Mi compañero de investigación interpretó lo que yo acababa de decir. “O sea, que existen dos opciones: o alguien de la red de tu madre era el encargado de llevarlas al inicio de la ruta… o hubo una razón para no llegar a usar el coche, si es que iban a transportarse ellas mismas.” “Eso es. Yo creo que es más probable lo primero, que mamá tuviera un cómplice.
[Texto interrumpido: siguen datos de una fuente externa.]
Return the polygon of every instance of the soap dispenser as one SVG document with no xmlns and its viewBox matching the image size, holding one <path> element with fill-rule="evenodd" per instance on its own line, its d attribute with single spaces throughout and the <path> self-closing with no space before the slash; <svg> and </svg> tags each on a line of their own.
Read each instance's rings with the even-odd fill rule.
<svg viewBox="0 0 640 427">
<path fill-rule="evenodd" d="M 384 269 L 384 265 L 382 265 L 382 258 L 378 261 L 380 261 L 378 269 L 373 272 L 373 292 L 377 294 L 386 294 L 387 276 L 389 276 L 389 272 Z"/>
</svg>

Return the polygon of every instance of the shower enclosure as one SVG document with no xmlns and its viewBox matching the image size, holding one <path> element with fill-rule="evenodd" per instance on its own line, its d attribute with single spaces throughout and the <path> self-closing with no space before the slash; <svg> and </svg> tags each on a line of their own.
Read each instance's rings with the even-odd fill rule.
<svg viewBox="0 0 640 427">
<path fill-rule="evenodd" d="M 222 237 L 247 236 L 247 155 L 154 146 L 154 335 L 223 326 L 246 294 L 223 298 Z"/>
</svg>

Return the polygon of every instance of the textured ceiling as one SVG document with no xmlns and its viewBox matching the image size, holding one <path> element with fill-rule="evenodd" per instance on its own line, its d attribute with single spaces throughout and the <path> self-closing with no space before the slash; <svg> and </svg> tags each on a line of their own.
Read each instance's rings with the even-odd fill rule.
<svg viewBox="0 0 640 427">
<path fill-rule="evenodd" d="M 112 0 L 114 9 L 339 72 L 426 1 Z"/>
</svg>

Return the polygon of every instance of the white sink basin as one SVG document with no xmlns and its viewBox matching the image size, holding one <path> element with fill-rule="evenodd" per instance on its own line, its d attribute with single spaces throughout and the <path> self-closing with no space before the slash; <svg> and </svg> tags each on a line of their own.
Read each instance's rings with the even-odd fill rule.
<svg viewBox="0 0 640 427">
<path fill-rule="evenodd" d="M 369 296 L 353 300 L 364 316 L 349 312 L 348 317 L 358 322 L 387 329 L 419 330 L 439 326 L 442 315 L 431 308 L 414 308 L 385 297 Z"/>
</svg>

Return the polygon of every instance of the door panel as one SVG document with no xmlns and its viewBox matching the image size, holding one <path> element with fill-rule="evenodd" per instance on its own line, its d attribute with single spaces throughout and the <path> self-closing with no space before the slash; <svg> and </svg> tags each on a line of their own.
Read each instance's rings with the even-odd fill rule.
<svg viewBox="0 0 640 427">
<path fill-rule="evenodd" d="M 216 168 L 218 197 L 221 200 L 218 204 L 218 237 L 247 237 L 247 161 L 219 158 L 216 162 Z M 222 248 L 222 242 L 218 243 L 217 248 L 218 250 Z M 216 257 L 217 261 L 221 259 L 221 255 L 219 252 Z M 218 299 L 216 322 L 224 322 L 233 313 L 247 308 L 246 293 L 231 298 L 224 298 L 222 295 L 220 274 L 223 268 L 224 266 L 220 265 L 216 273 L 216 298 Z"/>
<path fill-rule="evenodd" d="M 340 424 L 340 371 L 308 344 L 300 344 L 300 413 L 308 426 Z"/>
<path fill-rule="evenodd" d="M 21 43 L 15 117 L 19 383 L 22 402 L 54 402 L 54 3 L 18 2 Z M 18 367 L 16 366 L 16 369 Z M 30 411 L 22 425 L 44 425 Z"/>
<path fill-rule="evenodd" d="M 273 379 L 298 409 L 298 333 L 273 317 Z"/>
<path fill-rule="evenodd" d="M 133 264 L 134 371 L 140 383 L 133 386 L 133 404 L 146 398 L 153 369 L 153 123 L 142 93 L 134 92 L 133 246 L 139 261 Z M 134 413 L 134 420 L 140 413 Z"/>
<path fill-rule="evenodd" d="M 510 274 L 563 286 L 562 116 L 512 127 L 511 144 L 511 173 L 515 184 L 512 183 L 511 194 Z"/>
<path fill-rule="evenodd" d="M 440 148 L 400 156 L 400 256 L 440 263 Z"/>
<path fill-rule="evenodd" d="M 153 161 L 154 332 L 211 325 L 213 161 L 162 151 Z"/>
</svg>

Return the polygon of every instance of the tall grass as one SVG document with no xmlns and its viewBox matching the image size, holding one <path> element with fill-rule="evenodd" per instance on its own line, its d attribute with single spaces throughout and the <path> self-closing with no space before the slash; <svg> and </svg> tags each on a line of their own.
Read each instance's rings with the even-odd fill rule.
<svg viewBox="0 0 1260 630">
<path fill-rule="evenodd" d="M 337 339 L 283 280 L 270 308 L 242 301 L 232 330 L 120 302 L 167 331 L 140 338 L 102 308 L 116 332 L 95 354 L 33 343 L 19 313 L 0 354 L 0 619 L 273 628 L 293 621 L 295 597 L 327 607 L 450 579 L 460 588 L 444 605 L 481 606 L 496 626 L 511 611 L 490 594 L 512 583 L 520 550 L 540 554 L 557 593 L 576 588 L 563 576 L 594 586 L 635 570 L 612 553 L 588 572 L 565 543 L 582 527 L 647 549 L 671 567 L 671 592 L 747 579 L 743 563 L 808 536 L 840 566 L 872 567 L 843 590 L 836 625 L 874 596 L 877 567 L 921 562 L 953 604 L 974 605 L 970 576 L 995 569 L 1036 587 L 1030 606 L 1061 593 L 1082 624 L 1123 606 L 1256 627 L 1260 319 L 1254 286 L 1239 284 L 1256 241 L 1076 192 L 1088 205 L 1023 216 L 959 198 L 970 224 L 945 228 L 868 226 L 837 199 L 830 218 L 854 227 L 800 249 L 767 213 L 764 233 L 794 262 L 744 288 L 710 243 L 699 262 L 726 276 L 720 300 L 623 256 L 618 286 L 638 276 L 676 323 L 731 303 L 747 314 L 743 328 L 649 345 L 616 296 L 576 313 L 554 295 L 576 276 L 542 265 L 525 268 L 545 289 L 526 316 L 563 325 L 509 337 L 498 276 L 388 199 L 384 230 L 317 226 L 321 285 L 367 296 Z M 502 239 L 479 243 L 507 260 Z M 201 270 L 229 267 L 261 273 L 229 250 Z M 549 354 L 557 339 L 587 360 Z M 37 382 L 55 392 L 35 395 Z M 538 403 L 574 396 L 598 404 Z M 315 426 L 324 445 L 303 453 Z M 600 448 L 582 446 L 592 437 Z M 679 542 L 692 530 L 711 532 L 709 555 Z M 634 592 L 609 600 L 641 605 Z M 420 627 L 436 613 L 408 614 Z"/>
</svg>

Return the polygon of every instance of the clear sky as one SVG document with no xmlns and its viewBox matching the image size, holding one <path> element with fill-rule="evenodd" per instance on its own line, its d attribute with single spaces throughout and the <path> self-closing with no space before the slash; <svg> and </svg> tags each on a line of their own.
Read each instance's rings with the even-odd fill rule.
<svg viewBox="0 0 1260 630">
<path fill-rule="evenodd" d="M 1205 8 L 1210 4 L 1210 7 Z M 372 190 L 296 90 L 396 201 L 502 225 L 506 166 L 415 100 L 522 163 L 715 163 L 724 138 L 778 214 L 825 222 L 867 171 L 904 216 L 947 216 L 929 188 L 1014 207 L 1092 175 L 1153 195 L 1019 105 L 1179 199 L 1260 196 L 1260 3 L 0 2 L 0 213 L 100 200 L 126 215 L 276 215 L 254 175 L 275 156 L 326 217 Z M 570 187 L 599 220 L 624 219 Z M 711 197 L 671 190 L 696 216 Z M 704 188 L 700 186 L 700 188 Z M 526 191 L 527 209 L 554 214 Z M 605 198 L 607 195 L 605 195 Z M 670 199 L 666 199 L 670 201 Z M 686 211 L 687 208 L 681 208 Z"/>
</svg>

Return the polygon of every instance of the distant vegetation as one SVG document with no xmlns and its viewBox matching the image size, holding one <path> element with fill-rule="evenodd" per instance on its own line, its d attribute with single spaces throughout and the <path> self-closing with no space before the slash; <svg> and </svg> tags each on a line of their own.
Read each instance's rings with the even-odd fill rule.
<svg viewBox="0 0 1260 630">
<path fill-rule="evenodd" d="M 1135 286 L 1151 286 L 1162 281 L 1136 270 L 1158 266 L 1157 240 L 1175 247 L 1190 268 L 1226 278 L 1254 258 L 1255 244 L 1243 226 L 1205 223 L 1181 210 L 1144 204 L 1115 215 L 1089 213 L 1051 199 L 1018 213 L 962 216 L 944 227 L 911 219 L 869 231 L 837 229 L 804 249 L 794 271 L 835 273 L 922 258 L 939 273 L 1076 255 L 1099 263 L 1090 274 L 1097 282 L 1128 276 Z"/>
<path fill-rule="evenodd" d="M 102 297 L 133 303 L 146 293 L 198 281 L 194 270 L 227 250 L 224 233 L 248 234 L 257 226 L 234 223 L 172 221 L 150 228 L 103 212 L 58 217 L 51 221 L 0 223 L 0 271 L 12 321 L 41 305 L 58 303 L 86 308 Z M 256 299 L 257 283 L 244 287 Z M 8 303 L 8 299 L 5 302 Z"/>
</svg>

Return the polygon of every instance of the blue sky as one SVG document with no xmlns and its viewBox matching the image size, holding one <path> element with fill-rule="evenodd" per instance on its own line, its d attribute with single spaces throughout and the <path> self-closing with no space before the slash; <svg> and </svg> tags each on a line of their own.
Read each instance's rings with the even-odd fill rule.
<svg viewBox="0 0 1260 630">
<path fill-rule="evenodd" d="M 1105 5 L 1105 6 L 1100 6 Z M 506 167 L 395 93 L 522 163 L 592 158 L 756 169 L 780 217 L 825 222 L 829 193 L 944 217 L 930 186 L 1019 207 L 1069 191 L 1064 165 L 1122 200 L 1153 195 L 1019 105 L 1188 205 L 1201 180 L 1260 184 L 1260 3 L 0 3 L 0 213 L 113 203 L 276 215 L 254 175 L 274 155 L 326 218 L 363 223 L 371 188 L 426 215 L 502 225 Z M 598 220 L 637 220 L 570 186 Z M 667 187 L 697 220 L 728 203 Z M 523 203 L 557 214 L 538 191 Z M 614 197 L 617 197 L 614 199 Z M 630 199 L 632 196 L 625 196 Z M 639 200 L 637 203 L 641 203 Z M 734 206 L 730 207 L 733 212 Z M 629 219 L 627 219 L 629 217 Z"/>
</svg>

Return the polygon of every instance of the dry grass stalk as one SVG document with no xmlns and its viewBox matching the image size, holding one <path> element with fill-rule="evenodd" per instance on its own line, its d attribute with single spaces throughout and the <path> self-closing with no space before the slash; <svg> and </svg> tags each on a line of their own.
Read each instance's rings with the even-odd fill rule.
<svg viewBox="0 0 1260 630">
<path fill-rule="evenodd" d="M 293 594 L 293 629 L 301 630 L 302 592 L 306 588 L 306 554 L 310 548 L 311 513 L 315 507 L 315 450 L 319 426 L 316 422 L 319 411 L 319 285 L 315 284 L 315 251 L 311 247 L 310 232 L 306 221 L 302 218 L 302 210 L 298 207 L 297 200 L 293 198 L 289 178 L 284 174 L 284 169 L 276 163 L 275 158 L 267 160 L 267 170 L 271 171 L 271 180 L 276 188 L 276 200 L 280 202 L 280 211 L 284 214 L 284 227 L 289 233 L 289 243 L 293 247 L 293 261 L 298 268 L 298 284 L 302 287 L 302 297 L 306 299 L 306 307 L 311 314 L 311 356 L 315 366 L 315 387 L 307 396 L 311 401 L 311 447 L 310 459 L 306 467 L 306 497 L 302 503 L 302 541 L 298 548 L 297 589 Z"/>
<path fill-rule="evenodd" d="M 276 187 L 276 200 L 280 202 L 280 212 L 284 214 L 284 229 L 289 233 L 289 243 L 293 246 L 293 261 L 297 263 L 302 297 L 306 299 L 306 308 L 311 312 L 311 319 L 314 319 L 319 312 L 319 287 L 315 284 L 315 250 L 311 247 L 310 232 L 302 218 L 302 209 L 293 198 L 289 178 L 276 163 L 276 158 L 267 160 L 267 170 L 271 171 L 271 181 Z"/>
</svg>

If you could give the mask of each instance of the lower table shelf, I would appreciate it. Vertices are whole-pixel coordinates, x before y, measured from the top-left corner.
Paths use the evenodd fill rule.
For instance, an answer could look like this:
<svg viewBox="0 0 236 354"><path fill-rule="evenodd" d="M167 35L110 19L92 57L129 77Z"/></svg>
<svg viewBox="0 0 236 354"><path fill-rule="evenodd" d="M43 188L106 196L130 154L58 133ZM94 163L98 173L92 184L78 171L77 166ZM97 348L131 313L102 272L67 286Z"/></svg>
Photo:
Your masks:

Si dejas un coche al inicio de ese camino durante todo el día, fuera de temporada además, eso canta muchísimo…” El detective completó mi frase: “Salvo que no llegaran a usar ninguno de los dos medios, porque alguien se lo impidió antes.” Y volviéndose a la pétrea abogada, que empezaba a resquebrajarse, la amenazó: “Si corrían algún peligro que usted no nos está contando, si está callando o encubriendo algo, le juro que me encargaré de que la empapelen con los culpables, por muy abogada que usted sea. Por omisión de socorro, o colaboración necesaria…o cualquier otra cosa que diga en un lenguaje bonito que usted está ocultando información para proteger su propio culo tieso.”

Con todas las miradas encima, Núria Doménech pareció desinflarse antes de ceder: “Les daré todos los datos. Tendrán toda la información sobre el caso. No te preocupes, Irene, haremos todo lo que haga falta.”

Aún apretó el detective.

“Pues rapidito, que ya estamos tardando.”